The CBI on Wednesday questioned Subires Bhattacharyya, vice-chancellor of North Bengal University, at his office in Siliguri and also visited his apartment in Kolkata’s Brahmapur in connection with its probe into the alleged irregularities in recruitments in government-aided schools.
Bhattacharyya is a former chairman of the West Bengal School Service Commission.
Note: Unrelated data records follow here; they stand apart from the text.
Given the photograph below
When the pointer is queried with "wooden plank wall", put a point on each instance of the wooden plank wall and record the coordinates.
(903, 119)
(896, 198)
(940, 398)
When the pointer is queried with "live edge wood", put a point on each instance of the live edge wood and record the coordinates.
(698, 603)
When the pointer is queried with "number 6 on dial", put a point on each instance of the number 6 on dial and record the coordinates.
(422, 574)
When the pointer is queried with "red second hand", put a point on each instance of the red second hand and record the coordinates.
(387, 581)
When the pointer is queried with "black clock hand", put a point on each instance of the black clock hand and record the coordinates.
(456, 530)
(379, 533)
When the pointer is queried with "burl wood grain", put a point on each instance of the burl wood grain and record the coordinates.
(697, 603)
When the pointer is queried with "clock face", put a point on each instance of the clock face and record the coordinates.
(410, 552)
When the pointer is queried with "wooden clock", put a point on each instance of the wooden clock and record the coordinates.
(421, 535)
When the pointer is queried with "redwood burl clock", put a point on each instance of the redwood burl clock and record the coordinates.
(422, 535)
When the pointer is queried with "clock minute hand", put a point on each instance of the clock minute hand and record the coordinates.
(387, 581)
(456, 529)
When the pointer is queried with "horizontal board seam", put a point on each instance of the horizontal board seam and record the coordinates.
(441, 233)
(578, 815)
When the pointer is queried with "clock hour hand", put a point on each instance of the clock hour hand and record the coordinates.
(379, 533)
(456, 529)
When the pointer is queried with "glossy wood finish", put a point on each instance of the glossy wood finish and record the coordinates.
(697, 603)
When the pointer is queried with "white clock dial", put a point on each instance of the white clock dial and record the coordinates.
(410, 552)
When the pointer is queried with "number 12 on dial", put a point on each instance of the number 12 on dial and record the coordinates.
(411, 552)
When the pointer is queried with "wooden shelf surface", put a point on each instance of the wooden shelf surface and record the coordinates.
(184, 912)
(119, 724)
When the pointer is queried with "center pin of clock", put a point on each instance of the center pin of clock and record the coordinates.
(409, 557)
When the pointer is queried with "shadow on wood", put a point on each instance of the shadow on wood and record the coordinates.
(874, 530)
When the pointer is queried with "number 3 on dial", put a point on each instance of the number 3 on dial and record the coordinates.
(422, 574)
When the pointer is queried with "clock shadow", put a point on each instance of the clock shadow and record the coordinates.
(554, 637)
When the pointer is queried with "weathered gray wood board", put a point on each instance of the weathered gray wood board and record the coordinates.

He was the principal-in-charge of Fakir Chand College in Diamond Harbour when he joined the commission as chairman in January 2014.
He resigned from the chairman’s post and took over as VC of North Bengal University (NBU) in February 2018.
Sources in the central investigating agency said its officers wanted to know from the former SSC chairman the procedures that were followed in the recruitment process.
A 12-member CBI team reached the office of the VC in the afternoon after realising that Bhattacharyya was not at his official residence.
“It is important to know how candidates were ranked on the basis of their performance, what were the criteria for selection and what was the process of rejecting candidates from the list of successful ones,” said a CBI officer.
Bhattacharya was questioned in Siliguri on a day a CBI court in Kolkata sent S.P. Sinha, former chief adviser to the commission, and Ashok Kumar Saha, former secretary of the commission, to jail custody.
The CBI arrested the two on August 10 for their alleged involvement in the recruitment scam. Sinha and Saha feature on the list that was drawn up by a committee headed by former Calcutta High Court judge Ranjit Kumar Bag, which probed the alleged irregularities in recruitments.
Bhattacharyya features on the list of those against whom the panel has recommended action for the alleged corruption.
A CBI team also turned up at Bhattacharyya’s Brahmapur apartment in Bansdroni in the morning but found it locked. The team left after sealing the flat and a store room on the terrace.
Arrest
The CBI on Wednesday said it had arrested a man named Pradip Singh in connection with the school recruitment scam.
Officers said Singh had been collecting money from candidates to give them teaching jobs.